Diversity and Homogeneity among Small Plasmids of Aeromonas salmonicida subsp. salmonicida Linked with Geographical Origin

Abstract

Furunculosis, which is caused by Aeromonas salmonicida subsp. salmonicida, is a major salmonid disease in fish farms worldwide. Several plasmids found in this bacterium confer phenotypes such drug resistance and virulence. Small plasmids (pAsa1, pAsa2, pAsa3, and pAsal1) related to ColE1- and ColE2-type replicons are usually present in its normal plasmidome. In the present study, with the objective to investigate if these plasmids display particularities related to the origin of the isolates bearing them, a total of 153 isolates, including 78 new and 75 previously described, were analyzed for the presence of small plasmids by PCR and DNA restriction fragment profiling. A geographical dichotomy between Canadian and European isolates for their propensity to do not have pAsa3 or pAsal1 was found. In addition, the genotyping analysis led to the identification of two European isolates harboring an unusual pAsal1. An investigation by next-generation sequencing (NGS) of these two isolates shed light on two pAsal1 variants (pAsal1C and pAsal1D). As with pAsal1B, another pAsal1 variant previously described, these two new variants bore a second insertion sequence (ISAS5) in addition to the usual ISAS11. The characterization of these variants suggested that they could predominate over the wild-type pAsal1 in stressful conditions such as growth at temperatures of 25°C and above. To obtain a comprehensive portrait of the mutational pressure on small plasmids, 26 isolates whose DNA had been sequenced by NGS were investigated. pAsa3 and pAsal1 were more prone to mutations than pAsa1 and pAsa2, especially in the mobA gene, which encodes a relaxase and a primase. Lastly, the average copy number of each plasmid per cell was assessed using raw sequencing data. A clear trend with respect to the relative proportion per cell of each plasmid was identified. Our large-scale study revealed a geographical dichotomy in small plasmid repertoire in addition to a clear trend for pAsa3 and pAsal1 to be more frequently altered. Moreover, we present the discovery of two new variants of pAsal1: pAsal1C and pAsal1D.

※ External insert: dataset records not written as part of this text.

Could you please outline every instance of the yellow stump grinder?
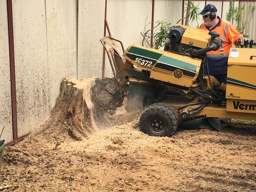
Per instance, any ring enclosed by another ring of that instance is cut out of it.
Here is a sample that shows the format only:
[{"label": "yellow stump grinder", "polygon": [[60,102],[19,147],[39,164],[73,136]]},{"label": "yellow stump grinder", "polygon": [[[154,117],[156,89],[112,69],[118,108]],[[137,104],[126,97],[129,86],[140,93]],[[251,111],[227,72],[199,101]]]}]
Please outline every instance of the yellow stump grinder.
[{"label": "yellow stump grinder", "polygon": [[227,83],[220,83],[205,72],[206,53],[222,45],[219,36],[176,25],[164,51],[136,44],[124,50],[120,41],[104,37],[101,42],[116,83],[102,86],[98,92],[106,94],[98,102],[119,106],[128,86],[126,109],[144,108],[139,125],[151,136],[172,136],[186,122],[219,131],[218,117],[255,120],[256,49],[231,48]]}]

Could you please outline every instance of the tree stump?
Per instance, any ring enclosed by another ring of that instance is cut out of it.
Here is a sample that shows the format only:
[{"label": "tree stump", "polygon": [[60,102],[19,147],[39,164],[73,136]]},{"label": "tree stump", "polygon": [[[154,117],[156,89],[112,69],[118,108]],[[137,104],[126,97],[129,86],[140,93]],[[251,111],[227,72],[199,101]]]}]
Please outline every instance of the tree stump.
[{"label": "tree stump", "polygon": [[114,78],[64,78],[59,120],[73,138],[82,140],[107,123],[106,114],[121,106],[124,97],[123,86]]}]

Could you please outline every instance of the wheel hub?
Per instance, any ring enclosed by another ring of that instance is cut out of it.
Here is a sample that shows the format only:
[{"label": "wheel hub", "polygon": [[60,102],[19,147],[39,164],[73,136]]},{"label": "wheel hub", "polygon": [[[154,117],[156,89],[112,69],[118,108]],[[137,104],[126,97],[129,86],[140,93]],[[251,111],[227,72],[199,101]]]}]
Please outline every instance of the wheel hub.
[{"label": "wheel hub", "polygon": [[150,130],[154,133],[159,134],[163,130],[163,123],[159,118],[152,120],[149,125]]}]

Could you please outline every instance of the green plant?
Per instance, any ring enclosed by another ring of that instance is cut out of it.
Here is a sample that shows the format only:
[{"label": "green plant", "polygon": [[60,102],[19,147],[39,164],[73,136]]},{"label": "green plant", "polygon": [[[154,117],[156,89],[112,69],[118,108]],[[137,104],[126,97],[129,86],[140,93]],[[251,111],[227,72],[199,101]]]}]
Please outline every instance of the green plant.
[{"label": "green plant", "polygon": [[185,19],[185,25],[189,25],[189,22],[195,21],[197,25],[199,25],[198,21],[199,19],[200,8],[199,5],[195,5],[192,0],[189,0],[187,5],[186,9],[184,11],[186,12]]},{"label": "green plant", "polygon": [[[189,11],[188,15],[185,17],[179,20],[176,24],[185,18],[188,18],[189,21],[192,22],[194,21],[197,22],[198,20],[198,13],[200,10],[198,5],[195,5],[193,2],[191,1],[190,5],[188,6],[188,4],[187,4],[187,8],[185,11]],[[146,24],[146,20],[147,18],[145,19],[143,32],[143,34],[141,32],[143,37],[142,44],[143,46],[146,46],[148,48],[149,47],[159,49],[165,45],[166,37],[168,35],[170,29],[172,28],[170,23],[166,22],[164,20],[158,21],[156,22],[154,22],[155,27],[153,29],[147,30],[146,29],[148,28],[148,25],[152,23],[149,22]],[[151,31],[152,30],[154,31],[154,34],[153,34],[153,42],[152,44],[151,44]]]},{"label": "green plant", "polygon": [[230,22],[232,22],[237,29],[242,33],[244,28],[242,23],[242,12],[245,8],[245,6],[234,6],[234,2],[231,0],[229,2],[229,8],[227,13],[227,20]]},{"label": "green plant", "polygon": [[245,5],[234,7],[233,1],[231,0],[229,2],[229,8],[227,13],[227,20],[233,23],[237,29],[241,34],[244,34],[245,30],[248,29],[248,21],[250,20],[250,16],[251,17],[253,14],[256,6],[251,3],[247,9],[247,16],[244,17],[243,19]]},{"label": "green plant", "polygon": [[141,33],[143,37],[142,44],[143,46],[159,49],[165,44],[165,39],[170,29],[170,23],[165,22],[164,20],[154,22],[155,26],[153,29],[154,31],[153,34],[153,41],[152,44],[151,44],[149,42],[151,40],[152,29],[146,30],[146,28],[149,24],[152,23],[152,22],[150,22],[145,25],[143,33]]}]

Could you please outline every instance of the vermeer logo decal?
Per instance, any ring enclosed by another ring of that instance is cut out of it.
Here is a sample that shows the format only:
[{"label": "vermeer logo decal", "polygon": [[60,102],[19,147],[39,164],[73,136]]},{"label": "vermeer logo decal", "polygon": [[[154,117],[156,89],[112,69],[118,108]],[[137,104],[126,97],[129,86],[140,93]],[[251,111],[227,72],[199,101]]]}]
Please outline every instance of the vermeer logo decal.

Keywords: Aeromonas salmonicida; furunculosis; insertion sequence; pAsal1; plasmid stability.

Figure 1

Maps of the ColE2-type replicon plasmids pAsa1, pAsa3, and pAsal1. The gray zones represent high identity regions of the sequences. The dark and light blue arrows represent coding sequences (CDSs) and the RNA I regulator, respectively. The red rectangle represents the ISAS11 of pAsal1. HP means “hypothetical protein.” The complete map of pAsal1 is given in Figure S1.

Figure 2

Pulse field gel electrophoresis of digested small plasmids. The purified small plasmids of isolates JF2506 and JF2507 were digested with EcoRI and were separated on 1% agarose gel by PFGE. HER1104 was also added since the bands were similar to those reported for the pAsal1 variant pAsal1B. Strain 01-B526 was used as a control of a normal plasmidome of small plasmids.

Figure 3

Comparison of pAsal1 (JF2267), pAsal1B (HER1104), pAsa1C (JF2506), and pAsal1D (JF2507). The dark and light blue arrows represent coding sequences (CDSs) and the RNA I regulator, respectively. The purple and red rectangles represent ISAS5 and ISAS11, respectively, while the green rectangles represent pseudogenes. The gray zones represent high identity regions of the sequences. The orange zone indicates the difference between pAsal1C and pAsal1D. The CDSs related to transposases and a 3′ part of the truncated mobA were not added for purposes of clarity. The complete map of pAsal1 is given in Figure S1.

Figure 4

Boxplot analysis of the plasmid copy number ratios relative to pAsa1. This analysis included small plasmids for all the isolates for which the DNA was sequenced and which are listed in Table S3.